The secretary of the council's Commission III on legal and security affairs, Surya Makmur Nasution said Supriatna told the DPRD members that the country was ready to handle the FIR when councilors arrive to visit the Air Force headquarters in Jakarta on Wednesday.
'Our equipment is ready to manage the civil flights. The Air Force commander told us that Indonesia is ready to take over and we would take control of it from Singapore in 2019,' Surya told The Jakarta Post on the sidelines of the meeting.
A FIR is a specified region of airspace in which flight information and alert services (ALRS) are provided.
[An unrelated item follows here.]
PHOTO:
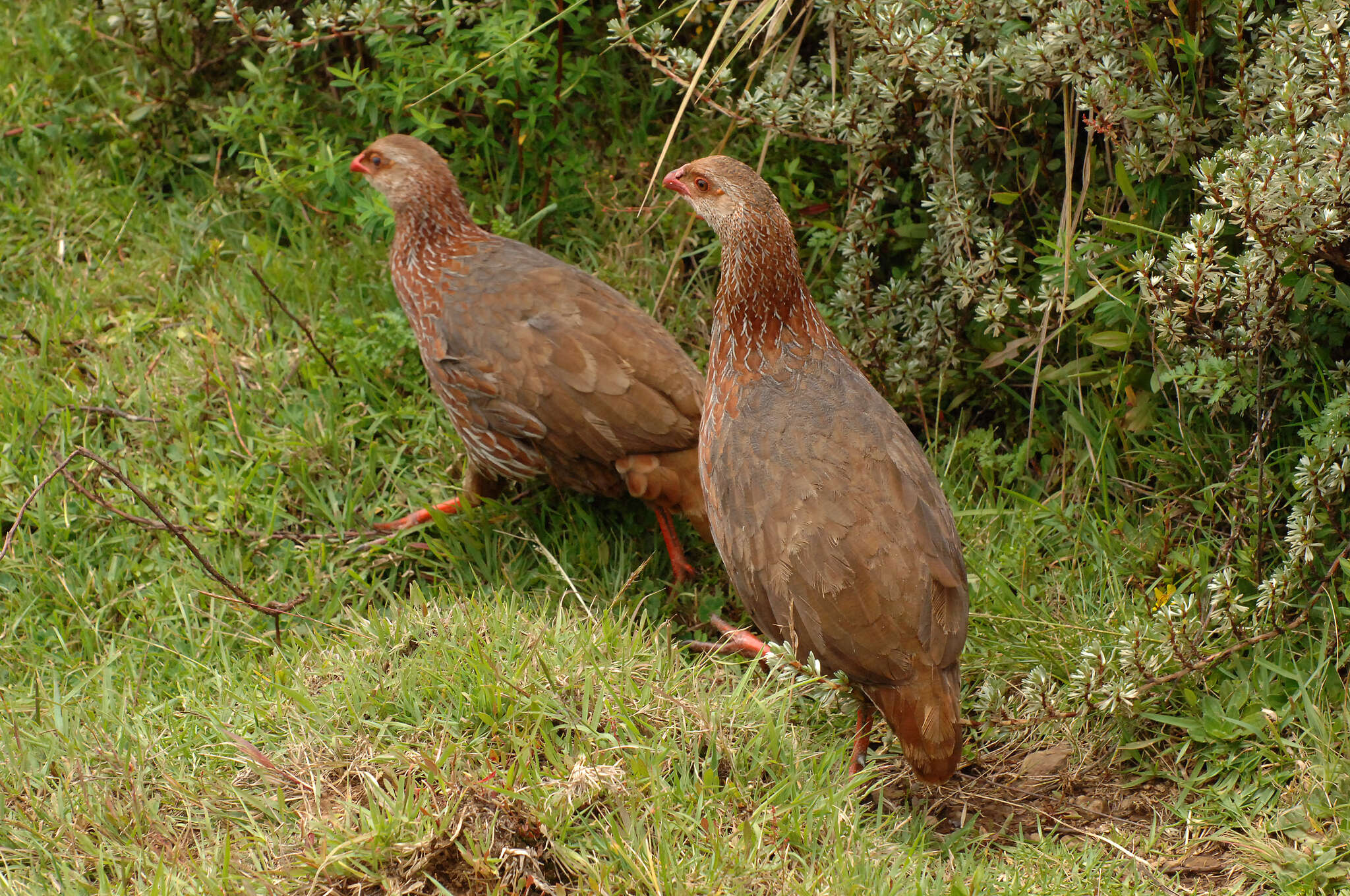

Singapore has been managing the FIR over the Riau Islands area since 1946. Indonesia has been trying since 1993 to take over the airspace without success.
Singapore controls the airspace that reaches 110 nautical miles from its position, covering Batam, Dumai and Natuna islands. The Singapore-controlled airspace is divided into three sectors: Sector A covers Batam airspace, Sector B covers Tanjung Pinang and Karimun and Sector C covers Natuna.
According to Surya, if the airspace control was fully returned to Indonesia, it would generate additional revenue for the Riau Islands from planes flying over the province before they landed in Singapore's Changi Airport.
'We saw the potential revenue for the province. But, firstly, we are pushing that the airspace be fully controlled by Indonesia,' he said.
Earlier, Batam's Hang Nadim International Airport general affairs head Suwarso said local authorities had followed up an instruction from President Joko 'Jokowi' Widodo who requested that Indonesia take over the FIR.
'It's now in process. The discussion [of the takeover] could be conducted as early as 2020, according to the schedule decided by ICAO [International Civil Aviation Organization],' Suwarso said.
As another step toward the FIR takeover, Indonesia had established special air navigation (AirNav) that managed airspace in the country, Suwarso added.
Since Jan. 1 this year, he said, Hang Nadim airport had collected flight service fees from Singapore worth an average Rp 3 billion (US$214,285) per month and handed over the money to AirNav.
'In the future, when the airspace is taken over, Indonesia will collect the service fee from planes flying over our airspace. The amount could be bigger [than Rp 3 billion],' he added.
Suwarso also said that state airport operators PT Angkasa Pura I and II had rejuvenated their air navigation equipment, giving training to officers who would control the airspace.
'Batam will become a base for the FIR control room,' he added.
The planned takeover was in accordance with Law No. 1/2009 on aviation, which stipulates that airspace above Indonesia must be controlled by the Indonesian government and that the country must take back airspace controlled by foreign parties within 15 years from the law being enacted.
Indonesia has reportedly held meetings with Singapore dozens of times, asking the city state to return control of the airspace. But the meetings had been fruitless as Indonesia had not been capable of lobbying the neighboring country, sources in Hang Nadim airports said.